The question of free will and its relationship to sin is one of Dante’s greatest preoccupations. It’s present at the very beginning of the Commedia, when Dante finds himself lost in a dark forest, having lost the right - meaning reasoned or wise - path. And in fact, it’s not a coincidence that the topic comes up here at a time when the poet is “in the dark”.
Darkness here symbolizes the absence of reason. The penitents of the third terrace are expiating the sin of anger, which for Dante is a loss of control over one’s ability to think straight and see things for what they really are. At a linguistic level, in Italian, we say that you are so angry you “see black” (the English equivalent is “seeing red”). So the contrapasso here is that those who have “seen black” due to their anger in life, shall literally see black in death until they’ve made up for their mistake.
But the inability to see, as we already saw last week, is an opportunity to reach a clearer, inner vision. And this is definitely the case for Marco, who goes on an impassioned diatribe against the state of modern Italy.
The country needs a king, a pastor, to show people the right path since left to their own devices - their own free will - they seem to make all the wrong choices.
But ever since that land bathed by the rivers Po and Adige (meaning northern Italy), turned against Federico II - you’ll remember him from Inferno as Dante’s favourite candidate for Emperor - the country has essentially gone to shit. Anyone who would blush in speaking to a virtuous man can walk through that land in the safe knowledge that they will not blush once, he says.
This is because the two suns - Church and State - that used to illuminate the right path, have become one in the hands of the greedy Pope (another one of Dante’s political views which you will remember from Inferno).
There remain only three virtuous men in the whole country: Currado da Palazzo, Gherardo da Camino, and Guido da Castello. The first two both happened to have belonged to Dante’s political party, while the third was named “the honest Lombard” by the French for his honesty in dealing with French travelers who passed through Lombardy. Needless to say that although all these men are remembered as generally upstanding members of society, they also happened to have held political views that significantly overlapped with Dante’s.

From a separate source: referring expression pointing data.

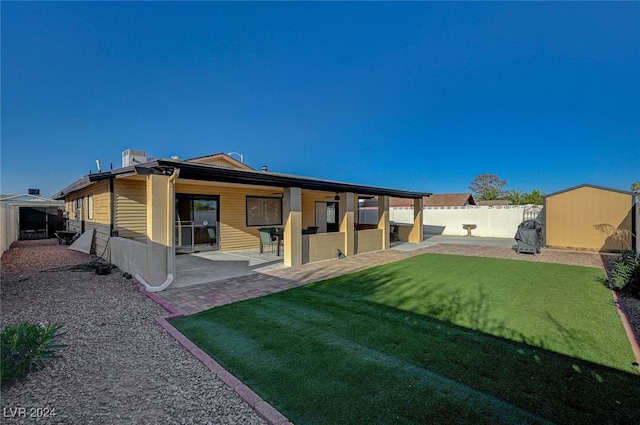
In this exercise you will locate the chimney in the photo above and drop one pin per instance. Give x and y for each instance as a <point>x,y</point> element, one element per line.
<point>132,157</point>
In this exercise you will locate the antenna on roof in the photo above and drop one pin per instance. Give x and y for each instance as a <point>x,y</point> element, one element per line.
<point>239,154</point>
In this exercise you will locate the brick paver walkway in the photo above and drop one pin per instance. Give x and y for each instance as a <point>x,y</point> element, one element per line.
<point>192,299</point>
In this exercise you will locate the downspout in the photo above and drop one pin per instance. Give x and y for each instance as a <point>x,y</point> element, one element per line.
<point>170,248</point>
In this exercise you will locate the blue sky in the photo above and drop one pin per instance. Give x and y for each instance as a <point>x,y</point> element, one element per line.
<point>418,95</point>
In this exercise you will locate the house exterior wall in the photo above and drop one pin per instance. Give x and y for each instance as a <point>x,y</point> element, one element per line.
<point>130,212</point>
<point>368,240</point>
<point>234,232</point>
<point>100,221</point>
<point>129,255</point>
<point>321,246</point>
<point>572,217</point>
<point>309,200</point>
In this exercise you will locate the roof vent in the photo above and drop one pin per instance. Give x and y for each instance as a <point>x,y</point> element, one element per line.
<point>133,157</point>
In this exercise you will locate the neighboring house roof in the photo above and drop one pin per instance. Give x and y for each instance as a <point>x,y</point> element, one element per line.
<point>592,186</point>
<point>205,172</point>
<point>438,200</point>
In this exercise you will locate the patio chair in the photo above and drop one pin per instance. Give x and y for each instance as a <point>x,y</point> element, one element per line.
<point>265,239</point>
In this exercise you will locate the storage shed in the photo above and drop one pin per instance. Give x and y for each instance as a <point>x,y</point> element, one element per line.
<point>591,218</point>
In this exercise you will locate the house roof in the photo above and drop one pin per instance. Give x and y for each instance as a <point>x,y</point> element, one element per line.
<point>592,186</point>
<point>205,172</point>
<point>28,200</point>
<point>220,159</point>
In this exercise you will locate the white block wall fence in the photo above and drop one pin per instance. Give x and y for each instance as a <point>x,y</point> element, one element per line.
<point>500,221</point>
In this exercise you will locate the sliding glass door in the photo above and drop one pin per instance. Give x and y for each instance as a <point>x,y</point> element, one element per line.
<point>197,218</point>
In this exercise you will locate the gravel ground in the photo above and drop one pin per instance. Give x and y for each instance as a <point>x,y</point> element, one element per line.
<point>119,366</point>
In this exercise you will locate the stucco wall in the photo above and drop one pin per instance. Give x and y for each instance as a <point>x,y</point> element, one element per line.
<point>490,221</point>
<point>129,255</point>
<point>321,246</point>
<point>8,226</point>
<point>368,240</point>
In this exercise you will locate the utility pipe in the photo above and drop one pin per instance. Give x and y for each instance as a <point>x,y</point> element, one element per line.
<point>171,258</point>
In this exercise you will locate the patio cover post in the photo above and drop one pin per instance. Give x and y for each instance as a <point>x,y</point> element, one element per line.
<point>292,212</point>
<point>415,235</point>
<point>347,221</point>
<point>157,236</point>
<point>383,220</point>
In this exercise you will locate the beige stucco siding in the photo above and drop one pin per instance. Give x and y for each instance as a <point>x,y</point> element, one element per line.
<point>131,208</point>
<point>309,200</point>
<point>572,219</point>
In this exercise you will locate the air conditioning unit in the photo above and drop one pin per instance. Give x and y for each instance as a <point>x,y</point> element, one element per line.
<point>133,157</point>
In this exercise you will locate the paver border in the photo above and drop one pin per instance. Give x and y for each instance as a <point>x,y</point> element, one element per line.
<point>262,408</point>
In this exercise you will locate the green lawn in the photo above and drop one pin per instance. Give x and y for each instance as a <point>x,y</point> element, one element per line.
<point>433,339</point>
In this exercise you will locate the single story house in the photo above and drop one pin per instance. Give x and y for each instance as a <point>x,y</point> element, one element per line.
<point>591,218</point>
<point>144,211</point>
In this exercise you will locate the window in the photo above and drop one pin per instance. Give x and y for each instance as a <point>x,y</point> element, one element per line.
<point>262,211</point>
<point>78,208</point>
<point>90,207</point>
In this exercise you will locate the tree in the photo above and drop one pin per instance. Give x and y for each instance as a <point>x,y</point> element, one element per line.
<point>536,197</point>
<point>514,197</point>
<point>487,185</point>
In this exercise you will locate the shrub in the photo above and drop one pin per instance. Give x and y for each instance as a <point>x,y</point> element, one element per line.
<point>25,347</point>
<point>626,272</point>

But this last name Dante says he has not heard of, which Marco takes as a sign of just how corrupt modern society is. The separate threads of sight and sound come together here: Dante’s world is one where the names of virtuous men fall on deaf ears and where anger has blinded men pushing them further away from the narrow path.
Speaking of paths, as Marco admonishes Dante for not recognising the name of one of the last few great men, they’ve also arrived at the foot of the next staircase, where the light of an angel awaits.